A charge nurse hears a provider speaking to a staff nurse in anger concerning incorrect supplies that are available to perform a procedure. Which of the following statements by the charge nurse is appropriate?
- A. If you let us know ahead of time that you plan to perform a procedure, we could do better job of having the supplies available.
- B. It must be very frustrating when you don't have want you need to perform the procedure.
- C. I will help you with this procedure instead of the staff nurse.
- D. You should think about how you make others feel when you lose your temper.
Correct Answer: B
Rationale: The correct answer is B because it demonstrates empathy and understanding towards the staff nurse's frustration. By acknowledging the staff nurse's feelings and showing empathy, the charge nurse can diffuse the situation and work towards finding a solution collaboratively.
Choice A is not as appropriate because it may come across as blaming the staff nurse for the lack of supplies. Choice C is not ideal as it doesn't address the underlying issue of the incorrect supplies. Choice D shifts the focus away from the situation at hand and onto the provider's behavior.
In summary, choice B is the best response as it shows empathy, validates the staff nurse's feelings, and opens the door for constructive problem-solving.

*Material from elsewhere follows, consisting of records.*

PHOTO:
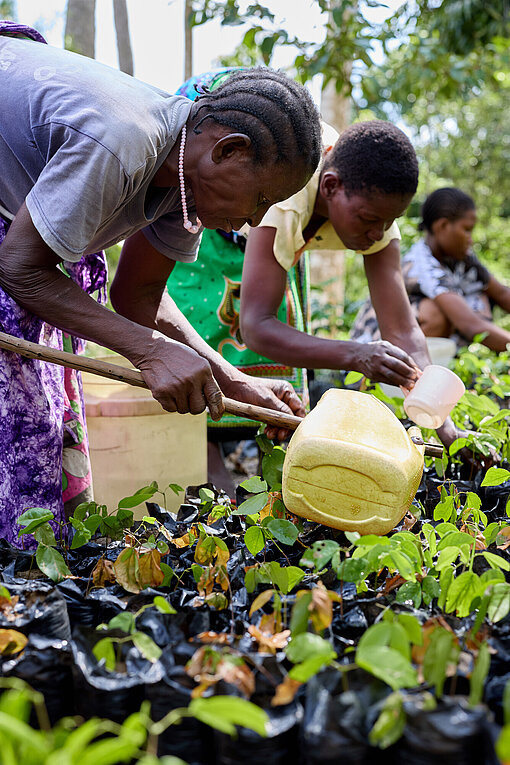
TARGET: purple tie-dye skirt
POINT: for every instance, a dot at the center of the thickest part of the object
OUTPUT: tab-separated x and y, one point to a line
44	457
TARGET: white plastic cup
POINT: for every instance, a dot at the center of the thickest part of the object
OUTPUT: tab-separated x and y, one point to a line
433	397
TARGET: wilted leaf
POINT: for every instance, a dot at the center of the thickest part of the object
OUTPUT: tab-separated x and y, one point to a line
103	572
220	638
149	570
224	712
51	563
104	649
146	645
269	643
11	641
126	570
285	692
320	608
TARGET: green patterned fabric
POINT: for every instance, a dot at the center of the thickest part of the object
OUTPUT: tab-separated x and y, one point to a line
208	293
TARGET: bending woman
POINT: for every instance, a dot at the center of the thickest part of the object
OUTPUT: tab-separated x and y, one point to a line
450	290
89	157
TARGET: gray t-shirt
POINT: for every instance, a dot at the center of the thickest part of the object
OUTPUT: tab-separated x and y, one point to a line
80	142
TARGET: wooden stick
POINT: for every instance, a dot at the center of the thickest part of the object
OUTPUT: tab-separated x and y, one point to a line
134	377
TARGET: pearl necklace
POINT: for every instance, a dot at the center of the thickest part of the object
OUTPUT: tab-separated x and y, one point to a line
188	225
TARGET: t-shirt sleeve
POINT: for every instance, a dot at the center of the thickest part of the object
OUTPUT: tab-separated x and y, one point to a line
482	274
77	191
425	275
392	233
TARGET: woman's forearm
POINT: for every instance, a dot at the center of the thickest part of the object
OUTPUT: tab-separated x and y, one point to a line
287	345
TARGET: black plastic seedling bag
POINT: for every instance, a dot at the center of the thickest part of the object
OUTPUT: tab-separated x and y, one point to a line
451	734
190	740
88	609
45	664
280	747
40	610
335	728
101	693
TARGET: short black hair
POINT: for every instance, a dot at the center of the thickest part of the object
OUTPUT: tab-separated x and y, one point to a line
374	155
449	202
261	97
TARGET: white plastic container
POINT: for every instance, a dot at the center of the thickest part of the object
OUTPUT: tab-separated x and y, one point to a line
433	396
442	351
133	441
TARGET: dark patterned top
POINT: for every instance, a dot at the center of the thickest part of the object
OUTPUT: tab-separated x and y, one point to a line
427	277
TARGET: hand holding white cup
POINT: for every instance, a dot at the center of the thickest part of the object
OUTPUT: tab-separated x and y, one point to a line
433	396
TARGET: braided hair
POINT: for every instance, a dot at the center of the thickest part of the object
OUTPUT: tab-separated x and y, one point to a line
447	203
264	103
374	155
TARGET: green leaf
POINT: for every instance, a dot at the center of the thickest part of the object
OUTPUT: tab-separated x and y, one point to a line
412	627
252	505
272	466
390	724
146	645
224	712
319	554
104	649
284	531
456	539
350	377
163	605
352	569
125	621
438	655
495	477
462	592
206	495
168	572
254	539
496	561
410	592
430	589
499	603
306	669
300	614
140	496
388	665
285	578
309	646
447	557
35	514
92	523
445	580
45	535
479	675
254	485
51	563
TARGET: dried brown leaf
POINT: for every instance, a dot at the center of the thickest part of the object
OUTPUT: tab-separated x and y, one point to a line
285	692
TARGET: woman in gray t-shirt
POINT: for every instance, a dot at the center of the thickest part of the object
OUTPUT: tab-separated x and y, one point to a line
90	156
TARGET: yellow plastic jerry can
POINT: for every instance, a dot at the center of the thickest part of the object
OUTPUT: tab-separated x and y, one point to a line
351	465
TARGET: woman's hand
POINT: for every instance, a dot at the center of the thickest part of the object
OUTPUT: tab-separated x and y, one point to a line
179	378
272	394
381	361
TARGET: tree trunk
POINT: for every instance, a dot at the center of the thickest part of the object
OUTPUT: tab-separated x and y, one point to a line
188	40
329	265
80	31
124	50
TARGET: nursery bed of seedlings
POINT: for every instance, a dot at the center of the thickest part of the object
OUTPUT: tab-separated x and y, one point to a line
352	649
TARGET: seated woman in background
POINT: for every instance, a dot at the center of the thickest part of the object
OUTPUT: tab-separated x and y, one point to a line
450	290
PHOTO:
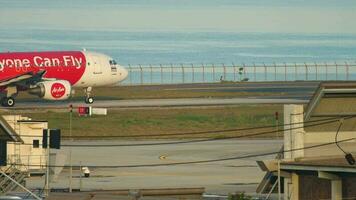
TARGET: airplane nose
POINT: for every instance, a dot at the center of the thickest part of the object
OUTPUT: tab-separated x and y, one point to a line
124	73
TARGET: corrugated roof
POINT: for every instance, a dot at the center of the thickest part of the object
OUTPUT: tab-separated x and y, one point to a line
332	99
332	164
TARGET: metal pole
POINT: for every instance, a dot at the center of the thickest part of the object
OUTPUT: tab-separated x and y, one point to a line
254	70
80	176
47	168
213	73
130	70
275	71
316	71
347	71
234	67
296	71
70	149
151	73
183	78
224	71
171	73
336	71
306	71
161	73
265	72
141	76
279	179
285	71
193	73
203	73
326	71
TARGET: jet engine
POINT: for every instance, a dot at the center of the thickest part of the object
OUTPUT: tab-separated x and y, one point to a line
52	90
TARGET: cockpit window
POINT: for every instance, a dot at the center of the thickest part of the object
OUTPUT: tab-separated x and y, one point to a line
112	62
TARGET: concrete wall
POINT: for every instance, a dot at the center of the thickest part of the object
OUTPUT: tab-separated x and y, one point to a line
26	154
313	188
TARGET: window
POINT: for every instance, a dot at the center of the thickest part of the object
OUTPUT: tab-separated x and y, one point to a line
36	144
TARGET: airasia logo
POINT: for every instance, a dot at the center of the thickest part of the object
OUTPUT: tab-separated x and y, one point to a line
58	90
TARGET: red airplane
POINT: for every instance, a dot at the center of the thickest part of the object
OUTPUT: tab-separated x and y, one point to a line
52	75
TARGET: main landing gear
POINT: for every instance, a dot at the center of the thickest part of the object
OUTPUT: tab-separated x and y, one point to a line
88	99
7	101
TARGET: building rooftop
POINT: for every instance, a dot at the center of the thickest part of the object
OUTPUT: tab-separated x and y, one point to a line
7	132
330	164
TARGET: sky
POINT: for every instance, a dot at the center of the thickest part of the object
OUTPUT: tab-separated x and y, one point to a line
281	16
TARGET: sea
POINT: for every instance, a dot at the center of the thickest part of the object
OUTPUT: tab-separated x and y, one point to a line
155	48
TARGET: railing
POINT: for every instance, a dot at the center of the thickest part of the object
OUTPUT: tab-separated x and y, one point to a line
193	73
29	162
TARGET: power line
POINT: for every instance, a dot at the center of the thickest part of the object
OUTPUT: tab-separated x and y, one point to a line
199	161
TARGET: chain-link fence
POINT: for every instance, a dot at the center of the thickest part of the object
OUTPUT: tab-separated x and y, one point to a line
183	73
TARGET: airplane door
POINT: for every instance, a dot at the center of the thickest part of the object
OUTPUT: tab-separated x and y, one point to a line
97	65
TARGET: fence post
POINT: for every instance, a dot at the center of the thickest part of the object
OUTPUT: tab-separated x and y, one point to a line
326	71
160	65
275	71
141	77
285	71
306	71
151	73
316	71
183	77
347	70
203	72
254	70
193	73
213	73
234	68
296	71
265	71
336	71
130	72
171	73
224	68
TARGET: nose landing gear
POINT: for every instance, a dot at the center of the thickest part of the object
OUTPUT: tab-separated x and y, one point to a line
88	99
8	101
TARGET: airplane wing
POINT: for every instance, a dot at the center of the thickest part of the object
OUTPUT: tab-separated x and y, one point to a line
23	78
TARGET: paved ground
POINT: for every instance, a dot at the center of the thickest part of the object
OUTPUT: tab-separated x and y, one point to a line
164	102
218	177
286	92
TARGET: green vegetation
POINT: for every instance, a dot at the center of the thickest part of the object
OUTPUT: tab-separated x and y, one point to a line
163	120
152	92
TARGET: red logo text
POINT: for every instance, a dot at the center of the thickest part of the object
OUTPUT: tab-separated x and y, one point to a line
58	90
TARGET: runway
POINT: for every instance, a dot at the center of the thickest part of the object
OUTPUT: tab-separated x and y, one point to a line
162	102
252	93
217	177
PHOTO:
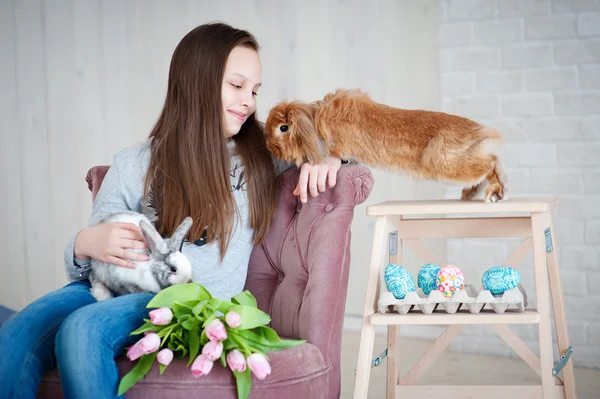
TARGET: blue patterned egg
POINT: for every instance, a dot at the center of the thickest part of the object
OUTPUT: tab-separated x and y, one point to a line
398	280
500	278
427	276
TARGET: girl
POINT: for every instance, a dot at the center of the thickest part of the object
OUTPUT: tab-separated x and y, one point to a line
206	157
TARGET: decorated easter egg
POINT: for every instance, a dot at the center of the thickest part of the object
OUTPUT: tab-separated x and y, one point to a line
398	280
500	278
449	280
427	277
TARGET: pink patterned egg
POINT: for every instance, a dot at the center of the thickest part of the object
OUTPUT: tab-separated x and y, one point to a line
449	280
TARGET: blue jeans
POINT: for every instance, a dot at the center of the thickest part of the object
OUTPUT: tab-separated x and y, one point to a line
69	329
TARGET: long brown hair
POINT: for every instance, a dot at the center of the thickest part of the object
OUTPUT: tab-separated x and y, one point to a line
190	162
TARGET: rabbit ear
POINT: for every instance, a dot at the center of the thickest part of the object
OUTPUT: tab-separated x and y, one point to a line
305	133
177	237
153	239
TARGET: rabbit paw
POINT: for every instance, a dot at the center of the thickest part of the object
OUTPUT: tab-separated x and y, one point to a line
494	194
100	292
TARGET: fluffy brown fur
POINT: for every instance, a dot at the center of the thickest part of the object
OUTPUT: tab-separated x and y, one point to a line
348	124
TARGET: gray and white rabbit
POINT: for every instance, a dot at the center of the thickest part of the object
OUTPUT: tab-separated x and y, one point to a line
166	265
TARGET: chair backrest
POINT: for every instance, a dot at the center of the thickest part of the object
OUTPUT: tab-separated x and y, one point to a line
299	275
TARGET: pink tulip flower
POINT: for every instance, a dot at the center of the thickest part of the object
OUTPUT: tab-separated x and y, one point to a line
213	349
215	331
236	361
259	365
165	356
135	351
161	316
233	319
150	343
201	366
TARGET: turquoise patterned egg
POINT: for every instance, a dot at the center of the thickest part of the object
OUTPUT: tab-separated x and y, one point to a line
500	278
427	276
398	281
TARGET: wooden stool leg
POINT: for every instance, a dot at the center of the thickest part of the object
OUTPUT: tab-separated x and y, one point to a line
393	359
367	336
538	225
560	316
392	362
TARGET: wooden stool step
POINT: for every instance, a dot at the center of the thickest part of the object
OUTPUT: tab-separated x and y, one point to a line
406	223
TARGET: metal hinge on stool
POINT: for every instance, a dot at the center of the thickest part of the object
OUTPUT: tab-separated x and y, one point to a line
379	358
563	361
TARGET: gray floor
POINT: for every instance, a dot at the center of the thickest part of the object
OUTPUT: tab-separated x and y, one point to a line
453	368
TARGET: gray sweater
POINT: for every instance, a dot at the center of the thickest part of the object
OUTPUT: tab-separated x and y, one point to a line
122	190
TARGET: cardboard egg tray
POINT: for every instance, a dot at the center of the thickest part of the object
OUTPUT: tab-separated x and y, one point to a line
470	298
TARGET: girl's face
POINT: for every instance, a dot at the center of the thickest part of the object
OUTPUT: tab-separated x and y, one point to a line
241	81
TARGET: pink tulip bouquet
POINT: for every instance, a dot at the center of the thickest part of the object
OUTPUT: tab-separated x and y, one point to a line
188	322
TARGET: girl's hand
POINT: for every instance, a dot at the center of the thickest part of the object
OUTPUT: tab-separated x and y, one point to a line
314	178
109	243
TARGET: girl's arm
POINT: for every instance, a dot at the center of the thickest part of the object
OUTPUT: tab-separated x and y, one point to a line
106	242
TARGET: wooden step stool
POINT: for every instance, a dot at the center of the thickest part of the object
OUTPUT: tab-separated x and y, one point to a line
499	221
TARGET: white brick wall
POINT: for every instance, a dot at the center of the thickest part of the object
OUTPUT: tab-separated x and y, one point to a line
531	68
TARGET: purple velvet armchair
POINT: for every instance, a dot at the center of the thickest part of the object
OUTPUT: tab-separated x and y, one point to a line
299	275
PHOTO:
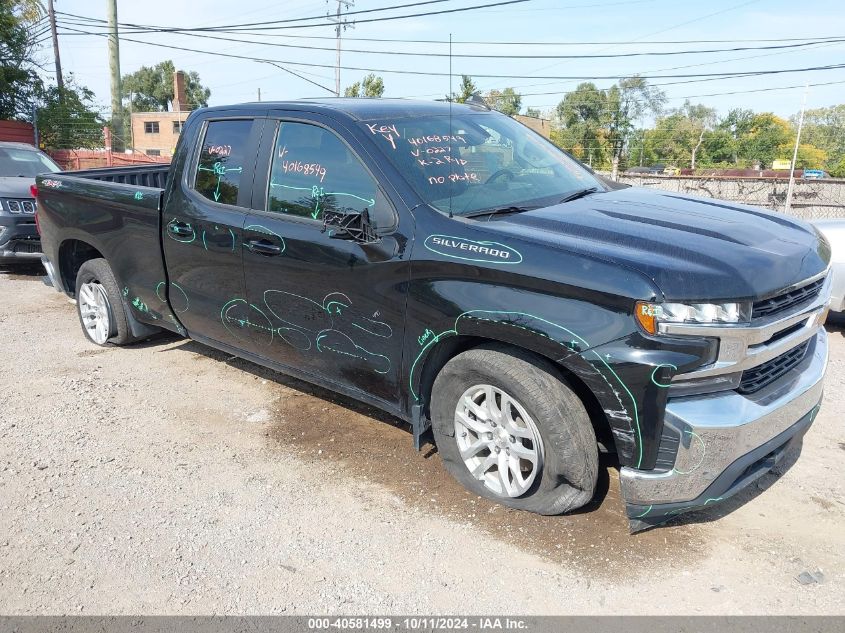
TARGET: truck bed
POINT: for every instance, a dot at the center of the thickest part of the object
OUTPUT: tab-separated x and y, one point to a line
136	175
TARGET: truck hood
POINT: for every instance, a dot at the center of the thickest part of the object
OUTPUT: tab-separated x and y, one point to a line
14	187
692	248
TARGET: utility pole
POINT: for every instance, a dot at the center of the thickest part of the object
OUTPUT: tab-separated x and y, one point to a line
60	82
114	68
340	25
791	188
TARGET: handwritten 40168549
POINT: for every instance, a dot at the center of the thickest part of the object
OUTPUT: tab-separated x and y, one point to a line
306	169
387	132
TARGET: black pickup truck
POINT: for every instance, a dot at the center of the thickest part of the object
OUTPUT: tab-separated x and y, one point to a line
450	266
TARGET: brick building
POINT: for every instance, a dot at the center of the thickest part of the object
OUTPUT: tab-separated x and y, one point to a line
156	133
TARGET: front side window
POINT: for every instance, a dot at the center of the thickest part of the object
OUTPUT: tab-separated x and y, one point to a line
313	170
222	159
472	162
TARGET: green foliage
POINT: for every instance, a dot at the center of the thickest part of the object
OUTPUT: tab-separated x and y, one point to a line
582	114
837	170
600	123
824	128
627	101
67	118
19	81
150	89
371	86
506	101
679	137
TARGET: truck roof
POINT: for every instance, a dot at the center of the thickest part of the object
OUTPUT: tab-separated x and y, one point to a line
14	145
363	109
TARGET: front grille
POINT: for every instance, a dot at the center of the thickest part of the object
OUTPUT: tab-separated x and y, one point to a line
26	246
26	207
775	305
758	377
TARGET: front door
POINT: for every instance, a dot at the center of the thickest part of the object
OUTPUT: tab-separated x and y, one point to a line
203	226
330	307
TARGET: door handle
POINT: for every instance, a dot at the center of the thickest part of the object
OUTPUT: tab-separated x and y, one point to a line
263	247
180	229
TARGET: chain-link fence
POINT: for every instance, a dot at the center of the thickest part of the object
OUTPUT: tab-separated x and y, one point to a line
811	199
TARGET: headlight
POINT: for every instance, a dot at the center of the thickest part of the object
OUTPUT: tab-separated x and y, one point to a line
650	315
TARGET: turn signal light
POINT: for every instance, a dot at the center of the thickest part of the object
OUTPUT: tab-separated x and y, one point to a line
646	315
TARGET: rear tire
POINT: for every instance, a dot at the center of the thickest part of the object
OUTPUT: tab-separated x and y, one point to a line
509	412
101	310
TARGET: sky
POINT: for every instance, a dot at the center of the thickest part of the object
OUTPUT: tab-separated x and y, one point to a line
641	22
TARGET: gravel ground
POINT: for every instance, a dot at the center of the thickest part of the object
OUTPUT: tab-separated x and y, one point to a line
169	478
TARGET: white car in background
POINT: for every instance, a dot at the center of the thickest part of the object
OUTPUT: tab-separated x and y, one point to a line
834	231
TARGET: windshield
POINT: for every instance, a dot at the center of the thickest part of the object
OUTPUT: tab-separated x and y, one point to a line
25	163
472	162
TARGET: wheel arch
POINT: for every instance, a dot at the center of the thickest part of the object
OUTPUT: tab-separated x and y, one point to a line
72	254
445	350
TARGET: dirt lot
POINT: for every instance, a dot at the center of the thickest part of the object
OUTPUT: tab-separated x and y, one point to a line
170	478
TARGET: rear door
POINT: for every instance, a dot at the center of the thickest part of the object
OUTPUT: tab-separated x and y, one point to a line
331	307
203	224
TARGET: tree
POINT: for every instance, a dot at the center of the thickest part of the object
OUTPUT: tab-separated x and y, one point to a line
583	117
67	118
19	80
825	129
678	137
736	125
150	89
371	86
768	138
701	120
506	101
627	101
467	89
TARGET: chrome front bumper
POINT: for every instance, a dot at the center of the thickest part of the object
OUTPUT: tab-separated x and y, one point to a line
726	440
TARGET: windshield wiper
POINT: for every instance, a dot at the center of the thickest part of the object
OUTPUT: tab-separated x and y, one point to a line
579	193
498	211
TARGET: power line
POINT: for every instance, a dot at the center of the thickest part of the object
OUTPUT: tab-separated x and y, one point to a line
722	75
222	29
368	20
499	56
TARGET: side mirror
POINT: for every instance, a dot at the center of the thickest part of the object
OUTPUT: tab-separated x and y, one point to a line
355	227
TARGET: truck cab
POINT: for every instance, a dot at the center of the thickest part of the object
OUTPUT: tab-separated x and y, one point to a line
19	165
450	266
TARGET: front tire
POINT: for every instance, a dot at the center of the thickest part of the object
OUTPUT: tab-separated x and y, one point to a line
510	429
101	310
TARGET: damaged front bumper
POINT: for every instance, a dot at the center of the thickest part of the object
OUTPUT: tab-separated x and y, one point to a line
725	442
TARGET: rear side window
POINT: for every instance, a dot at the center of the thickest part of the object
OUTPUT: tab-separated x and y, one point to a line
222	158
313	170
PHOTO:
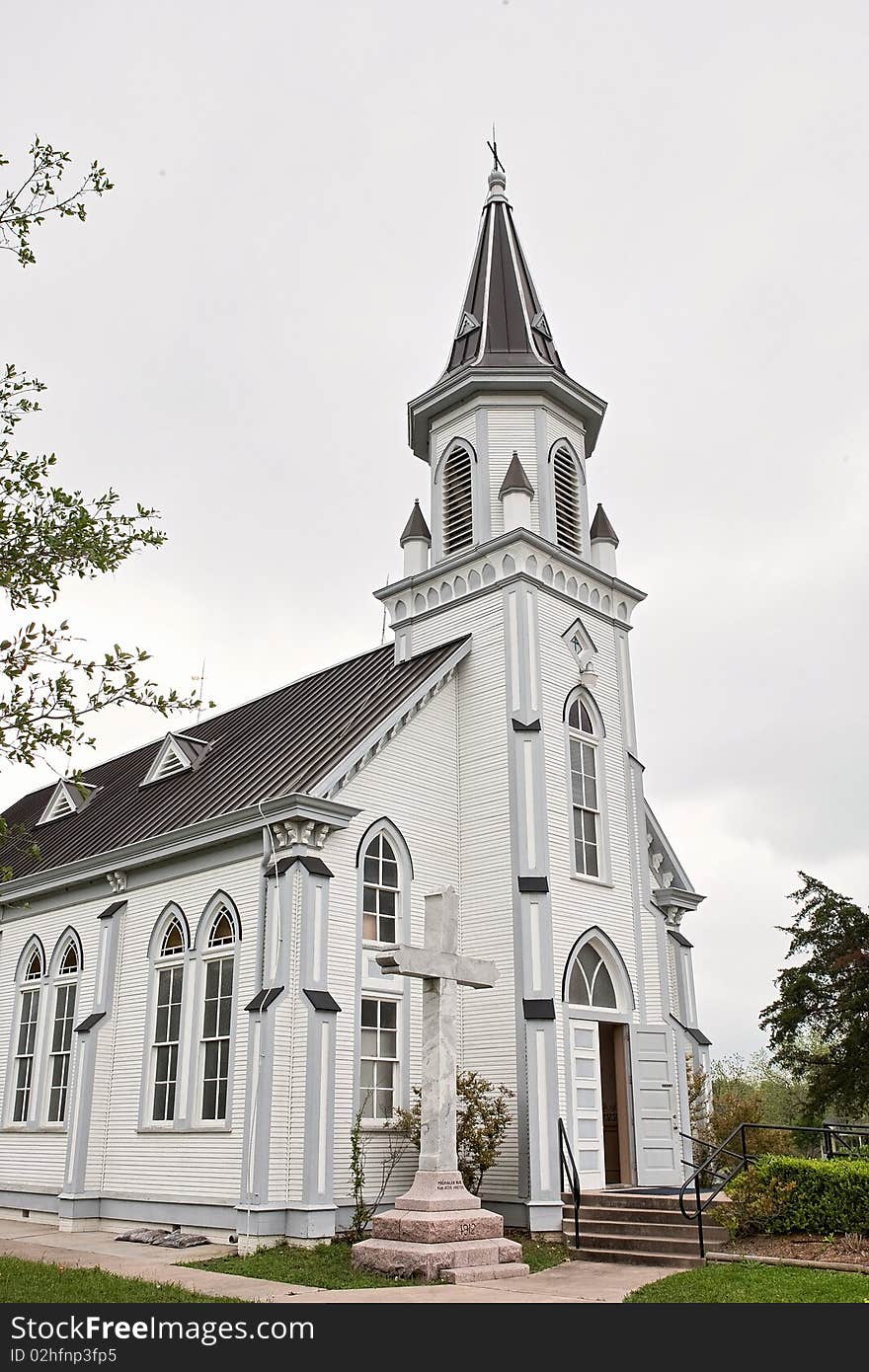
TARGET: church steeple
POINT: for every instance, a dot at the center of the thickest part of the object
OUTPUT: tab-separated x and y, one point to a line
503	342
502	321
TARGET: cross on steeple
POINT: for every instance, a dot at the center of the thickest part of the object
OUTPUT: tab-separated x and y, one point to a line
493	148
442	969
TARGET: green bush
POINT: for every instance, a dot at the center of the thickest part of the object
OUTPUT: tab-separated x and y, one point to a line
799	1195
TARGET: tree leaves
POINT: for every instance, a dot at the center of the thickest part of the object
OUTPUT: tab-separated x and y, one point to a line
39	197
820	1023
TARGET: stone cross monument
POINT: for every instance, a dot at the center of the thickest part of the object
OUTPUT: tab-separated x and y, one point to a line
432	1230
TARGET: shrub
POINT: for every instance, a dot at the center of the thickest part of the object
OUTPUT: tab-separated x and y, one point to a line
799	1195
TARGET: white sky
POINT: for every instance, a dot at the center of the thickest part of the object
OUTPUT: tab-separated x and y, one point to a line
235	333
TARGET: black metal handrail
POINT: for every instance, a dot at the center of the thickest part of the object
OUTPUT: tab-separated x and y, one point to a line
830	1135
569	1169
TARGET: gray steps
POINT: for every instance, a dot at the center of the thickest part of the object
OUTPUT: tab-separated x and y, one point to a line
659	1234
639	1228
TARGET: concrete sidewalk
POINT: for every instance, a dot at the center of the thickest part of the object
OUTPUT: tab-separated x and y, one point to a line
569	1283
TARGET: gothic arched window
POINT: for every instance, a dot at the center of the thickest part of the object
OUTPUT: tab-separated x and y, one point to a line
31	981
218	963
67	960
172	946
457	501
380	890
584	734
591	982
566	481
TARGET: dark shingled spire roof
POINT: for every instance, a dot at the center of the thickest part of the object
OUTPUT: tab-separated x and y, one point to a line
502	321
416	527
601	528
516	479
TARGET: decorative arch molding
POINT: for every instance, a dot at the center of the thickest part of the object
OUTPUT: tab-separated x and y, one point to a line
453	446
69	936
164	919
563	445
612	960
396	837
580	693
220	903
34	945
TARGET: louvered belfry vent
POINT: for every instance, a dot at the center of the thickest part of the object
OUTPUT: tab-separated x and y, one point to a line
566	502
457	502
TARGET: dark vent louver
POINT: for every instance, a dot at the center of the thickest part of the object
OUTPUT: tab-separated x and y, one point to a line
457	502
566	502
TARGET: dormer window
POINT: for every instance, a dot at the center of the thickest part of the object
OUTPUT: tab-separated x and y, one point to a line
457	501
176	753
69	798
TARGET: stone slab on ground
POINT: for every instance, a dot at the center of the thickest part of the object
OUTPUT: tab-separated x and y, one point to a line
570	1283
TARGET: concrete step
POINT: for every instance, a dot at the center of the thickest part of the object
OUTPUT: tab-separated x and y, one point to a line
657	1259
500	1272
641	1230
634	1219
629	1199
677	1248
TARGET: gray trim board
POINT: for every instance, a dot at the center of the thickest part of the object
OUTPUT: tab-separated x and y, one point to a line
538	1009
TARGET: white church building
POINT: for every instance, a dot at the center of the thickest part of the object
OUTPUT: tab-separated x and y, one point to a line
191	1013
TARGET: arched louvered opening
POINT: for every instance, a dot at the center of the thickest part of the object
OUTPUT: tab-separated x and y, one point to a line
457	501
566	501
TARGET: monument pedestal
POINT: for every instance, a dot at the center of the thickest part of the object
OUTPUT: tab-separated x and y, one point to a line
439	1230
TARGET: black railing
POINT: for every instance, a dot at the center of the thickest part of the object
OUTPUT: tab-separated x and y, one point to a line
713	1172
570	1174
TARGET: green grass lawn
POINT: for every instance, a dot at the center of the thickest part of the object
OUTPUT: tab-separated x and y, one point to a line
45	1281
330	1265
755	1283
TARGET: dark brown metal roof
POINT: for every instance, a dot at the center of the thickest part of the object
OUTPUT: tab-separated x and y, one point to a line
515	479
277	744
601	528
416	528
502	321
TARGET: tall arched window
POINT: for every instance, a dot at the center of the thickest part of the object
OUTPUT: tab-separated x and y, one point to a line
66	966
566	481
218	969
584	732
457	501
32	975
173	942
591	982
380	890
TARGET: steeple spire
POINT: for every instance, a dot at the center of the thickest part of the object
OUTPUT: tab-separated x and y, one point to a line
502	321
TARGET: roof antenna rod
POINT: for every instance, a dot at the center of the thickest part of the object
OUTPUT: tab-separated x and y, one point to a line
200	683
493	148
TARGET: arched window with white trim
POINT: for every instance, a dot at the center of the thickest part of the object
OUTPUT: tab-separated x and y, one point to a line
31	981
457	501
66	967
171	947
566	483
384	873
218	955
587	784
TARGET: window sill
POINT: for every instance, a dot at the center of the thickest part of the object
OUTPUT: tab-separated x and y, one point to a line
184	1128
592	881
56	1129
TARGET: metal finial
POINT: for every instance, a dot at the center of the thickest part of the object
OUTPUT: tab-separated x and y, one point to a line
493	148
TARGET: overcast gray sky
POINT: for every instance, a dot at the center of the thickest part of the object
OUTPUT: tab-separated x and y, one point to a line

A charge nurse is reviewing the list of tasks that have been delegated to the assistive personnel (AP) by the staff nurse. Which of the following tasks should the charge nurse reassign to a licensed nurse?
- A. Providing a back rub to a client who has right-sided paralysis
- B. Transporting a client who experienced a stroke 72 hr ago to the radiology department
- C. Performing oral hygiene for a client who is 1 day postoperative following an amputation of the right arm
- D. Removing and cleaning the cannula of a client who has a new tracheostomy
Correct Answer: D
Rationale: The correct answer is D because removing and cleaning the cannula of a client with a new tracheostomy requires specialized skills and knowledge that only a licensed nurse possesses to prevent complications and ensure safety. Providing a back rub (A) can be delegated to an AP as it is within their scope of practice. Transporting a stroke client (B) and performing oral hygiene post-amputation (C) can also be delegated as they do not involve complex nursing assessments or interventions. It is crucial to reassign the tracheostomy care task to a licensed nurse to maintain the client's airway safely.